Preceded by a burst of static, the face of a grizzled older man appeared on the miniature TV screen. Bushy black eyebrows that looked like they were on steroids bristled above a pair of horn-rimmed glasses. Gray hairs infiltrated his frizzy black hair and beard. Artie Nielsen shoved his face forward. A fish-eye lens distorted the black-and-white image slightly, giving it the look of a funhouse mirror. A brusque voice emanated from the Farnsworth. “Did you get it?” “We’re fine, thanks for asking,” Pete replied. Artie could get a bit curmudgeonly where bagging artifacts was concerned. After being cooped up in the Warehouse for nearly four decades, his phone manners had grown rusty. “But, yep, we got it.” “Thank goodness.” Artie sighed in relief. He relaxed visibly. “Run into any problems?” Pete glanced around at the trashed museum. Calico Jack was nothing but shavings.
The figurehead was kindling. Lainie Evers was sprawled upon the floor.

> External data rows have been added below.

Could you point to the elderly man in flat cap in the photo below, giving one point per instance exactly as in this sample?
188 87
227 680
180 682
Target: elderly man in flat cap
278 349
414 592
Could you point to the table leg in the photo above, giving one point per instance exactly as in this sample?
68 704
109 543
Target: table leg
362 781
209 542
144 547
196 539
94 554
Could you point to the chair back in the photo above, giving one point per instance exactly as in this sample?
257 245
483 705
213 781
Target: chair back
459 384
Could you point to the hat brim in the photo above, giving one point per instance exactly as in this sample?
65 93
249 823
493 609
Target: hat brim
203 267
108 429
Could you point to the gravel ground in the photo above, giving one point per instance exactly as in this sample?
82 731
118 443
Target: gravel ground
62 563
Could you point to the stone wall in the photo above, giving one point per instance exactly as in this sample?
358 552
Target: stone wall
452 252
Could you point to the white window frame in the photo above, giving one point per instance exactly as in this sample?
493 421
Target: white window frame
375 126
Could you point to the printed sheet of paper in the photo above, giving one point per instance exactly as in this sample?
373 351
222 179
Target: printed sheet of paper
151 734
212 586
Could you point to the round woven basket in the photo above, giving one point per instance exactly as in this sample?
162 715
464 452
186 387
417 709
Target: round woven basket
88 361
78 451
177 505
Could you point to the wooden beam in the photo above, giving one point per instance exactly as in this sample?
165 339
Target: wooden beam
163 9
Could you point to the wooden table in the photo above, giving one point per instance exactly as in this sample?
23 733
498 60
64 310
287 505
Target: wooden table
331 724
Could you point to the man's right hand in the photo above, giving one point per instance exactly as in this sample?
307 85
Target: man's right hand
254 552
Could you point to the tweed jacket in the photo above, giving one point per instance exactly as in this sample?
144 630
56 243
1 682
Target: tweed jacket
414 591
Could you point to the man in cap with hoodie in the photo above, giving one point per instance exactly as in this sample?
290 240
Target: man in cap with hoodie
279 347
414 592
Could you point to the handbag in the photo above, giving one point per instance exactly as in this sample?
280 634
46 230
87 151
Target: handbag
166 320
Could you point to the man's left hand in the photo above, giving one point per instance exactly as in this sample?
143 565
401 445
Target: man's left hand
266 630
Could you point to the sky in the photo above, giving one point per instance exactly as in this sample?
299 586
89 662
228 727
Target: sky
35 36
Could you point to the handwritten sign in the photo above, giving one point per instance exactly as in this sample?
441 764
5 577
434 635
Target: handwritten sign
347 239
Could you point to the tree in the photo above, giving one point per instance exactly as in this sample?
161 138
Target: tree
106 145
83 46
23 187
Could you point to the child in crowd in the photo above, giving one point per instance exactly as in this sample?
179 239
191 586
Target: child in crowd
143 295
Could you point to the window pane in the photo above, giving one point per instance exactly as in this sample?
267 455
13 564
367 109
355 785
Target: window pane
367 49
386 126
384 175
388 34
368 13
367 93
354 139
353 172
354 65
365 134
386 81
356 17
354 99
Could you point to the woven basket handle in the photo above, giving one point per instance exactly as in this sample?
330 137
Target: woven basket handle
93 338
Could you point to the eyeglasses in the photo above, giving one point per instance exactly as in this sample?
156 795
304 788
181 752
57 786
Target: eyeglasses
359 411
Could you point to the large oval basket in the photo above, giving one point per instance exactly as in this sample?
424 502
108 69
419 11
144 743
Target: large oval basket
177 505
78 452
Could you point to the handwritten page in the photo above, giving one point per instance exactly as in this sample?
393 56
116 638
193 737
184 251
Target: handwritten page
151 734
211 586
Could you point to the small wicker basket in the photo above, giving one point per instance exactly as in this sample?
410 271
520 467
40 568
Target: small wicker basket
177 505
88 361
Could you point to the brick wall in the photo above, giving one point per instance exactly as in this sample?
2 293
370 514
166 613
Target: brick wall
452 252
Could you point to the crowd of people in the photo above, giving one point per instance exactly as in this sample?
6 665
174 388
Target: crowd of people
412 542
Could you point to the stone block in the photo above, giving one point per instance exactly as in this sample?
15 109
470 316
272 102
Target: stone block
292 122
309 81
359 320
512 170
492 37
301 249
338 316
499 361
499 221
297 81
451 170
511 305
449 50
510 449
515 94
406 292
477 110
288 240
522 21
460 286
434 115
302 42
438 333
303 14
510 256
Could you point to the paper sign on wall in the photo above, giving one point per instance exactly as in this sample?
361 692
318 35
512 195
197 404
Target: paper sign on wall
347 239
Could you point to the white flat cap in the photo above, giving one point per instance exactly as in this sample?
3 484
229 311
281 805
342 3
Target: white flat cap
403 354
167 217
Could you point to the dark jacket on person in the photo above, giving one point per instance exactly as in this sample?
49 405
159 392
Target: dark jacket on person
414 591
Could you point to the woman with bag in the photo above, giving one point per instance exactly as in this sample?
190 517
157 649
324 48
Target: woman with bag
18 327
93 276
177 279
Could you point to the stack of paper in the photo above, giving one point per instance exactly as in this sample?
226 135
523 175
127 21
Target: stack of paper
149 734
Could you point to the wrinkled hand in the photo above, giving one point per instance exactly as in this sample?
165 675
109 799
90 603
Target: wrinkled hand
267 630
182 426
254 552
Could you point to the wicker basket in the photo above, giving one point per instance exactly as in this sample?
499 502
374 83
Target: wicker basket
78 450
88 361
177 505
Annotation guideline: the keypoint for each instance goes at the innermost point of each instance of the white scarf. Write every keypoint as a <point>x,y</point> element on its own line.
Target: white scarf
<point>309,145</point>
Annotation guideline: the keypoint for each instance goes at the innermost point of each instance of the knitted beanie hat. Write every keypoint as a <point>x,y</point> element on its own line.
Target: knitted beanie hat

Pete’s best shirt hung in tatters, exposing his hairy chest. He carefully angled the Farnsworth so that his ventilated clothing was not visible. “Nah,” he answered. “Just the usual.” The funny thing was, he wasn’t lying. Compared to some of their investigations, this had been a walk in the park. Nobody had blown up, spontaneously combusted, imploded, turned into glass, walked through walls, gone invisible, or been transported to another dimension. That kind of thing could really spoil your day. Chances were, Lainie Evers wouldn’t even remember what had happened here tonight. The Tesla tended to scramble people’s short-term memories. “Good.” Artie didn’t ask for details. He’d review their reports later. “Now get that cutlass back here as soon as you can. But by coach, remember. Not first class. The Regents are on my case about the budget.” Pete bit his lip. You’d think a top-secret organization whose origins stretched back to antiquity wouldn’t hold on to its purse strings quite so tightly, but by now he was used to Artie’s chronic frugality. Coach it was. Pete’s long legs cramped in anticipation. Maybe there would be a good in-flight movie? “Okay, Artie. See you soon. Say hello to Claudia and Leena for me.” “You can do that yourself, once you deliver that cutlass.” The transmission cut off abruptly. Pete put away the Farnsworth and took the silver bag off Myka’s hands. The cutlass weighed it down. A gust of air-conditioning rustled the sliced-up shirt. He picked at the butchered fabric. “Aw, man…” Myka smirked. “Maybe we can find you a souvenir T-shirt in the gift shop.